How much will it cost to operate and maintain Dulles Rail? Even the Metro Board doesn't have a clue. Halfway through construction of an extension that increases the size of its Metrorail system by 25 percent, Metro Board members still have no idea how much it will cost to run the thing. Fairfax County Supervisor and Metro Board alternate Jeff McKay insisted that the transit agency come up with "some numbers that are based in reality." District alternate Tom Bulger agreed, noting that it was "absolutely critical" to "have working numbers that have been scrubbed."
Last year Metro ran a $30 million operating-budget deficit. This year it was $66 million in the red, which had to be made up with higher subsidies from Maryland, D.C. and Virginia. Labor costs will increase 3 percent this year, as the Metro Board decided to abandon its three-year battle with its union over retroactive wage increases, and will likely go up again next year after a new round of contract negotiations.

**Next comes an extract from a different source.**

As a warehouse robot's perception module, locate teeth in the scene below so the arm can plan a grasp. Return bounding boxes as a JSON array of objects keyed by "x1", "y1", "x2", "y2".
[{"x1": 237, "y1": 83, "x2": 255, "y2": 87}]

The latest figures available from a 2007 Metro report indicate that it will cost $45.6 million to pay employee salaries, electricity, maintenance and other expenses for Phase I. Assuming a similar amount for Phase II, annual operating costs could easily reach $100 million or more by the time the entire $6.8 billion, 23-mile Silver Line is complete. And outdated ridership projections don't take the recent economic downturn and Loudoun County downzoning into account, both of which will affect revenue.
Because of Metro's funding formula, Fairfax and Loudoun taxpayers will pay the lion's share of Silver Line operating costs -- no matter how much they turn out to be. But their future financial liability does not stop there. A proposed agreement brokered by U.S. Transportation Secretary Ray LaHood shifts $188 million from the unelected and unaccountable Metropolitan Washington Airports Authority Board to Fairfax for two parking lots and the Route 28 Metro station; Loudoun will be responsible for another $130 million to pay for three parking lots crucial to attract suburban riders.
But there have been no economic impact statements or public hearings on these significant burdens, all of which were added after Fairfax and Loudoun approved Dulles Rail as their locally approved alternative in 2002. And since Virginia law gives both counties the legal authority to pay for Dulles Rail improvements from their general funds, local homeowners are now being viewed as the floundering project's unwitting underwriters.